Loading articles...

Wake held for NYPD officer killed in ambush

(Left to right): New York Police Department officers Wenjian Liu and Rafael Ramos were shot to death on Dec. 20, 2014. SOURCE: Handout/NYPD

New York City police guards saluted as Mayor Bill de Blasio entered a Brooklyn funeral home on Saturday with his police commissioner for the wake of the second of two patrol officers killed in an ambush last month.

Ahead of the wake for Wenjian Liu, believed to be the city’s first Chinese-American officer killed in the line of duty, Commissioner Bill Bratton told his force to refrain from the “act of disrespect” seen at the funeral of Liu’s partner, when some of those in uniform turned their backs on de Blasio.

“A hero’s funeral is about grieving, not grievance,” Bratton wrote in a memo to be read on police roll calls over the weekend.
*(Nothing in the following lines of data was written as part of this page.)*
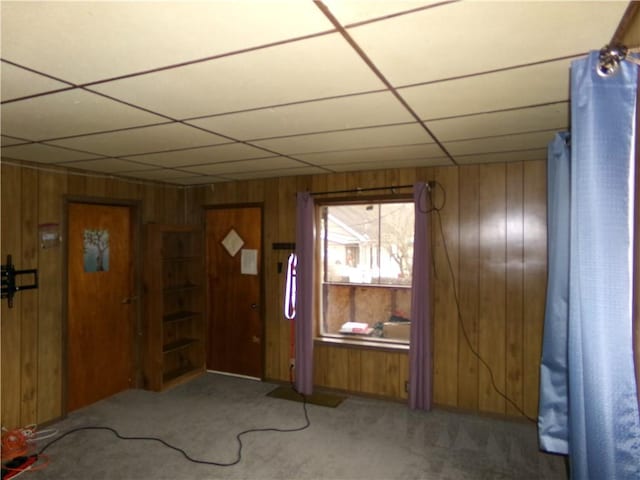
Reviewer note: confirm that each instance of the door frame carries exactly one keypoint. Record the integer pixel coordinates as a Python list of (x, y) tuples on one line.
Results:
[(261, 311), (136, 228)]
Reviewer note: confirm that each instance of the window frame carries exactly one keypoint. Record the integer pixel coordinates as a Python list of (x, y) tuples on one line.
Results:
[(340, 338)]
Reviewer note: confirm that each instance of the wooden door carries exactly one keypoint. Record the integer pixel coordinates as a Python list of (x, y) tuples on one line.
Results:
[(100, 310), (234, 283)]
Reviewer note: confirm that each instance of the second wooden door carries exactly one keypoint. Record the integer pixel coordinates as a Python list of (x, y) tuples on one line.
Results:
[(234, 239), (100, 309)]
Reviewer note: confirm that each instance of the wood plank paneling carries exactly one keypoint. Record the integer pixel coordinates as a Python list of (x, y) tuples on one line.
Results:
[(32, 331), (445, 313), (28, 259), (469, 280), (50, 190), (535, 276), (498, 272), (11, 212), (491, 312), (515, 286)]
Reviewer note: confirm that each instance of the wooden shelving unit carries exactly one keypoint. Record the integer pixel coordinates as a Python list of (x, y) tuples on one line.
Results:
[(174, 285)]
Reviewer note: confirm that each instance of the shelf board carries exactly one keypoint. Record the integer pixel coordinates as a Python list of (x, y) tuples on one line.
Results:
[(181, 288), (178, 316), (178, 344), (182, 258)]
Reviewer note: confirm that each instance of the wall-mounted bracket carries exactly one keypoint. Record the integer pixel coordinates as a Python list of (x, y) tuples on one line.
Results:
[(9, 285)]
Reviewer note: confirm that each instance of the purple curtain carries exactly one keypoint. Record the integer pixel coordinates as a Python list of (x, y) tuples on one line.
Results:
[(305, 215), (420, 350)]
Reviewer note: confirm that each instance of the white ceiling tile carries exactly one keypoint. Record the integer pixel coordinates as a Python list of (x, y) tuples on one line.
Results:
[(502, 123), (406, 163), (108, 165), (202, 155), (339, 113), (36, 152), (199, 180), (502, 157), (524, 141), (140, 140), (6, 141), (520, 87), (244, 166), (467, 37), (315, 68), (283, 172), (387, 154), (18, 82), (158, 175), (367, 137), (87, 41), (352, 11), (69, 113)]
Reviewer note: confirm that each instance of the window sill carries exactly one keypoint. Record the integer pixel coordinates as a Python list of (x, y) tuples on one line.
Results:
[(363, 344)]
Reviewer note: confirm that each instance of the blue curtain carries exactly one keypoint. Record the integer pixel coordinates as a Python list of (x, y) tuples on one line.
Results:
[(552, 420), (420, 350), (598, 424), (305, 232)]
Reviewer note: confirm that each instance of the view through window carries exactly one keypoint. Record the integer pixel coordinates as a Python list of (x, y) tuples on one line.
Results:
[(367, 253)]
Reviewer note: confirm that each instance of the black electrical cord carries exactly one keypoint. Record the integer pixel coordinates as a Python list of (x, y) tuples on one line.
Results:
[(180, 450), (457, 301)]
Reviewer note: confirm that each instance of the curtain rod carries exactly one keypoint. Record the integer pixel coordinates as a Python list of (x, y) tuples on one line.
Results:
[(358, 190)]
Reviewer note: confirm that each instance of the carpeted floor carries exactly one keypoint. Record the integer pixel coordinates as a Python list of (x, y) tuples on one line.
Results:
[(359, 439)]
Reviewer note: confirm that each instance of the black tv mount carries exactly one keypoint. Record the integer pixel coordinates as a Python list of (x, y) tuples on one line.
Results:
[(9, 285)]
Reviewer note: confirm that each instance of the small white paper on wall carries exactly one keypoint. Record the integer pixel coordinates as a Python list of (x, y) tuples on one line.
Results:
[(249, 262)]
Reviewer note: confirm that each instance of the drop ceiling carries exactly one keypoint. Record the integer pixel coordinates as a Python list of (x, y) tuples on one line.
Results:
[(192, 93)]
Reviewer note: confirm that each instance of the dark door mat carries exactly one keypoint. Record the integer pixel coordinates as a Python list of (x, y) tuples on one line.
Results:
[(322, 399)]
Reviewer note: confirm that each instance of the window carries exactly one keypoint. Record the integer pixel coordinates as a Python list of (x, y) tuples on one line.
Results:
[(366, 263)]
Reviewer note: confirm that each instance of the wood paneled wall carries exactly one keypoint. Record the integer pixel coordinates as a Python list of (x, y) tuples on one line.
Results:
[(31, 331), (494, 225)]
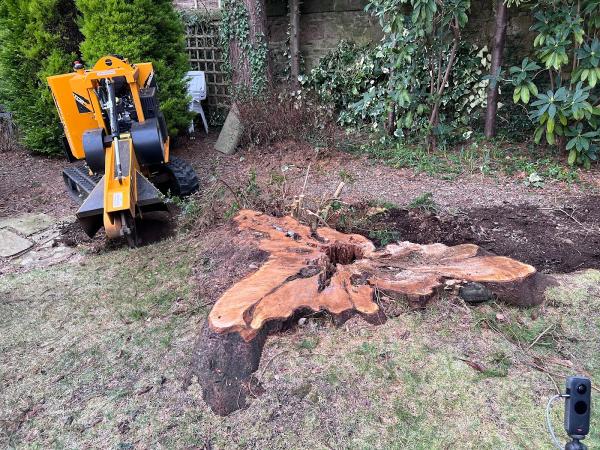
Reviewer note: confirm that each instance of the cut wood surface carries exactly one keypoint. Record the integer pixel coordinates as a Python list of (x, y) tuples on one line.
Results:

Liu’s funeral is set for Sunday.

Liu, 32, and Rafael Ramos, 40, were shot to death on Dec. 20 as they sat in their squad car in Brooklyn. Their killer, Ismaaiyl Brinsley, who killed himself soon after, had said he was seeking to avenge the deaths this summer of two unarmed black men at the hands of white police officers.

New York Governor Andrew Cuomo called the fate of the slain officer “a tragic story”.

“They were newlyweds, just had moved into their home, just had started the American dream. His parents were living with them and just a few months into the marriage, she’s now a widow, young man officer Lui, who this was his dream, to become an NYPD officer. In some ways, it’s the ultimate assimilation into America, into New York, to become a police officer,” said Cuomo.

The killing of Liu and Ramos has strained the already frayed relations between the rank and file and De Blasio, who was a critic of police policies when he ran for office in 2013. The mayor, who has a biracial son, has also offered qualified support for the wave of protests triggered late last year by the black men’s deaths in New York and Missouri.

Immediately after Liu and Ramos were shot, Patrick Lynch, the head of the city’s largest police union, expressed scorn for de Blasio. “There is blood on many hands,” he said. “It starts on the steps of City Hall, in the office of the mayor.”

On Saturday, a few hundred mourners, a majority of whom were police officers in dress blue uniforms, lined up on a frigid and snowy afternoon outside the funeral home.

De Blasio and Bratton entered together the service together shortly after the funeral home opened, with officers standing guard by the funeral’s entrance saluting both men as they made their way inside.

New York Governor Andrew Cuomo, son of former Governor Mario Cuomo, who died earlier this week, arrived later and shook the hands of police officers before entering the funeral home.

The funeral for Ramos last Sunday was among the largest in the history of the department, with more than 20,000 officers from around the country filling streets around the church.

When de Blasio began his eulogy there, many uniformed officers turned their backs on television monitors set up outside, in a gesture of disdain for the liberal mayor following his criticisms of police policies.